Interview- Top Data Mining Blogger on Earth , Sandro Saitta

Surajustement Modèle 2
Image via Wikipedia

If you do a Google search for Data Mining Blog- for the past several years one Blog will come on top. data mining blog – Google Search http://bit.ly/kEdPlE

To honor 5 years of Sandro Saitta’s blog (yes thats 5 years!) , we cover an exclusive interview with him where he reveals his unique sauce for cool techie blogging.

Ajay- Describe your journey as a scientist and data miner, from early experiences, to schooling to your work/research/blogging.

Sandro- My first experience with data mining was my master project. I used decision tree to predict pollen concentration for the following week using input data such as wind, temperature and rain. The fact that an algorithm can make a computer learn from experience was really amazing to me. I found it so interesting that I started a PhD in data mining. This time, the field of application was civil engineering. Civil engineers put a lot of sensors on their structure in order to understand how they behave. With all these sensors they generate a lot of data. To interpret these data, I used data mining techniques such as feature selection and clustering. I started my blog, Data Mining Research, during my PhD, to share with other researchers.

I then started applying data mining in the stock market as my first job in industry. I realized the difference between image recognition, where 99% correct classification rate is state of the art, and stock market, where you’re happy with 55%. However, the company ambiance was not as good as I thought, so I moved to consulting. There, I applied data mining in behavioral targeting to increase click-through rates. When you compare the number of customers who click with the ones who don’t, then you really understand what class imbalance mean. A few months ago, I accepted a very good opportunity at SICPA. I’m looking forward to resolving new challenges there.

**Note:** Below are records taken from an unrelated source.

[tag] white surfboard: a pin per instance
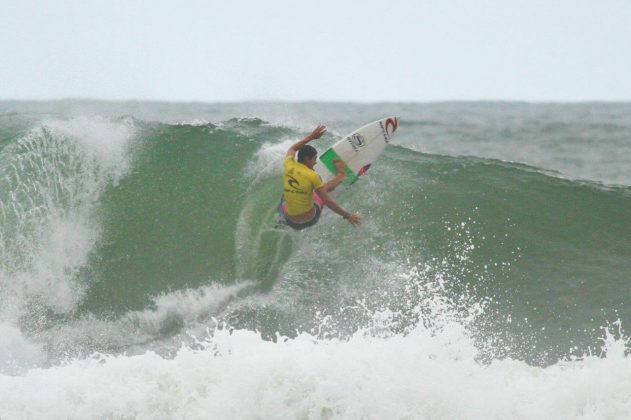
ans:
(358, 150)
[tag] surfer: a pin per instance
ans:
(300, 182)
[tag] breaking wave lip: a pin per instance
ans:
(53, 178)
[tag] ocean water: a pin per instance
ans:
(142, 276)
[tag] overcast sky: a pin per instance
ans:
(396, 50)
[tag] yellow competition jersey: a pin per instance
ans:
(298, 184)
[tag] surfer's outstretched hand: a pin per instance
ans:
(318, 132)
(354, 219)
(340, 166)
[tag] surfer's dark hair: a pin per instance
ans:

Ajay- Your blog is the top ranked blog for “data mining blog”. Could you share some tips on better blogging for analytics and technical people

Sandro- It’s always difficult to start a blog, since at the beginning you have no reader. Writing for nobody may seem stupid, but it is not. By writing my first posts during my PhD I was reorganizing my ideas. I was expressing concepts which were not always clear to me. I thus learned a lot and also improved my English level. Of course, it’s still not perfect, but I hope most people can understand me.

Next come the readers. A few dozen each week first. To increase this number, I then started to learn SEO (Search Engine Optimization) by reading books and blogs. I tested many techniques that increased Data Mining Research visibility in the blogosphere. I think SEO is interesting when you already have some content published (which means not at the very beginning of your blog). After a while, once your blog is nicely ranked, the main task is to work on the content of the blog. To be of interest, your content must be particular: original, informative or provocative for example. I also had the chance to have a good visibility thanks to well-known people in the field like Kevin Hillstrom, Gregory Piatetsky-Shapiro, Will Dwinnell / Dean Abbott, Vincent Granville, Matthew Hurst and many others.

Ajay- Whats your favorite statistical software and what are the various softwares that you have worked with.
Could you compare and contrast these software as well.

Sandro- My favorite software at this point is SAS. I worked with it for two years. Once you know the language, you can perform ETL and data mining so easily. It’s also very fast compared to others. There are a lot of tools for data mining, but I cannot think of a tool that is as powerful as SAS and, in the same time, has a high-level programming language behind it.

I also worked with R and Matlab. R is very nice since you have all the up-to-date data mining algorithms implemented. However, working in the memory is not always a good choice, especially for ETL. Matlab is an excellent tool for prototyping. It’s not so fast and certainly not done for ETL, but the price is low regarding all the possibilities for data mining. According to me, SAS is the best choice for ETL and a good choice for data mining. Of course, there is the price.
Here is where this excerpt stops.